Pero de todas las ostras que he probado las más finas y sabrosas son las de Colchester. Los ingleses están orgullosos de ellas, la mayoría sólo las come en Francia, donde, por fin, se libran de ese complejo atávico de no probar aquello que les resulta fresco, crudo o francés. Estas suculentas ostras, de sabor más intenso y lechoso que las de Belon y con una textura incomparable, se encuentran a lo largo de cinco kilómetros de una ensenada de la isla de West Mersea, cerca de Colchester, en Essex. En París las he comido en La Marée, un reconocido restaurante de pescados entre el Faubourg Saint-Honoré y la rue Daru. A veces, cuando no las tienen, sirven fines des claires, del ostricultor bordelés David Hervé, también muy apreciadas por los aficionados. Pero si alguien les ofrece en alguna ocasión ostras de Colchester, no duden en pedirlas. Son realmente buenas.

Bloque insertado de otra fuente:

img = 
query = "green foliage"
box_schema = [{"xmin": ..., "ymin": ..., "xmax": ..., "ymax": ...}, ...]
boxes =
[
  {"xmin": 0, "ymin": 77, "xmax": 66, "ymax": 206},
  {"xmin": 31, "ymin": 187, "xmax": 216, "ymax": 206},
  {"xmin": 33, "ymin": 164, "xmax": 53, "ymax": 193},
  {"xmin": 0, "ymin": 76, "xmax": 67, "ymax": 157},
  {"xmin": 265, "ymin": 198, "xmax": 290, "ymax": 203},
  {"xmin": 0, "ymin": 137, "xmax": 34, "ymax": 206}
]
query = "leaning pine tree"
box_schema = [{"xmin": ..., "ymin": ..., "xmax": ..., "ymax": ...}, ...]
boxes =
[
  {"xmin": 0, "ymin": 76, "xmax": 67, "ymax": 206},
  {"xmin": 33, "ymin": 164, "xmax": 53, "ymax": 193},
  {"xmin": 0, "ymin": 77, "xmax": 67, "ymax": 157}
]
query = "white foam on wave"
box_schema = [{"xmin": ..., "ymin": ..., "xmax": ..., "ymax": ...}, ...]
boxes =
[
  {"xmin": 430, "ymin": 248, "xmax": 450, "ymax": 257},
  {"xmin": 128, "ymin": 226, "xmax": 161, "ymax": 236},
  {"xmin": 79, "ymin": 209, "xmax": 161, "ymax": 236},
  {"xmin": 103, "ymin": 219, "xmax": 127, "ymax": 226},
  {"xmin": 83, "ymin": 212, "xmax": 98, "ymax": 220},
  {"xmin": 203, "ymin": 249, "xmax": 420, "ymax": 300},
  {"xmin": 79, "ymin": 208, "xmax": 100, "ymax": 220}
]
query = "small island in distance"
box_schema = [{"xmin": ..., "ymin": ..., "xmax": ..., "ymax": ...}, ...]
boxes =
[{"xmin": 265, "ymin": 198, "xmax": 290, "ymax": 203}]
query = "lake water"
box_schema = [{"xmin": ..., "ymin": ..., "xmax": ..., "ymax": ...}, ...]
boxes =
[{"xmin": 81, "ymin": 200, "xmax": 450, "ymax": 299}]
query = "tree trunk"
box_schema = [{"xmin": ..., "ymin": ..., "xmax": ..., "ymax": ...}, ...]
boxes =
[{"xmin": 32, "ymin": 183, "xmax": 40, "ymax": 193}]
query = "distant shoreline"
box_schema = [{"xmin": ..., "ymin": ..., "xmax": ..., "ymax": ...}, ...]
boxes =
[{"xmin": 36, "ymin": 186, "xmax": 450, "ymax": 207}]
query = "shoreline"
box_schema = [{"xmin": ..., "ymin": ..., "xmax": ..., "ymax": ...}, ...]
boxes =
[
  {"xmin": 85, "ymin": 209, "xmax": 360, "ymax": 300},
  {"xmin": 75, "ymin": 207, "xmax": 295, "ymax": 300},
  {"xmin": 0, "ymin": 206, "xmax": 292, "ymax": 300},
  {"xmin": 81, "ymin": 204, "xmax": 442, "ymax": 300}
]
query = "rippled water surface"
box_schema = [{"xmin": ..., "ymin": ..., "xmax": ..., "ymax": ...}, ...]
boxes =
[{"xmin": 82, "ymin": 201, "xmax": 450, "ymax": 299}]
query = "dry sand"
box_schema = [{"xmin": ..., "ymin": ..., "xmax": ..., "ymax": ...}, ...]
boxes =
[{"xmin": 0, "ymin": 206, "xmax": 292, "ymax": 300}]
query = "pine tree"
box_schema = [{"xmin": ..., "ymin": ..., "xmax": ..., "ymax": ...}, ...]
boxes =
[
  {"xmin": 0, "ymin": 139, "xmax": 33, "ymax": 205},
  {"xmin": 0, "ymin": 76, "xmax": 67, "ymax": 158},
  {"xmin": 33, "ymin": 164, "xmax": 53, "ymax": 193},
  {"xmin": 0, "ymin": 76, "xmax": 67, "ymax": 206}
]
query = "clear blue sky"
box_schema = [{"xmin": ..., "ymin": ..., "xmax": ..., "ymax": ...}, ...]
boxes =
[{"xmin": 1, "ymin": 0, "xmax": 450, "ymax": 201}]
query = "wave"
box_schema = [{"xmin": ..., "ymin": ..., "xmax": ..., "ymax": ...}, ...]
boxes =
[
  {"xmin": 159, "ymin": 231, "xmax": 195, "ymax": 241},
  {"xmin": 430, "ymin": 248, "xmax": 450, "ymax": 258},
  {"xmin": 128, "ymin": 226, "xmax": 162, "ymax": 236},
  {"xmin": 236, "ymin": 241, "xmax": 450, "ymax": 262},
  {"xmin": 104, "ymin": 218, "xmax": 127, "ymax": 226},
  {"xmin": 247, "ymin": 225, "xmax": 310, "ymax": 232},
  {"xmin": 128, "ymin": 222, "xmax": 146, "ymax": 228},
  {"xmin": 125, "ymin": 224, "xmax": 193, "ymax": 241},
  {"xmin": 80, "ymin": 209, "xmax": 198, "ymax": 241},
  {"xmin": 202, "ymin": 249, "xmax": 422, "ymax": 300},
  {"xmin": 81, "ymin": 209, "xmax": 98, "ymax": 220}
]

Las ostras de Colchester atrajeron a los europeos continentales desde la época de los antiguos romanos. El propio Plinio el Viejo, agudo observador y hombre de mundo, solía decir que era lo único bueno que producía Gran Bretaña.

Además, no había problema de abastecimiento. En tiempos de Dickens solían abundar tanto que Sam Weller, uno de personajes de Los papeles póstumos del Club Pickwick, decía aquello de que «la pobreza y las ostras parecen ir de la mano». La frágil y delicada población ostrícola decreció vertiginosamente en el siglo XIX y, desde entonces, ha ido desapareciendo en grandes cantidades por culpa de la contaminación o del mal tiempo.

La cocina se debe a la domesticación del fuego, pero también al arte de saber manejar el cuchillo como es debido. Y con esto último, salvo en el caso de las ostras, un modo de esculpir o cincelar lo que uno se lleva a la boca tan ricamente sin cocer.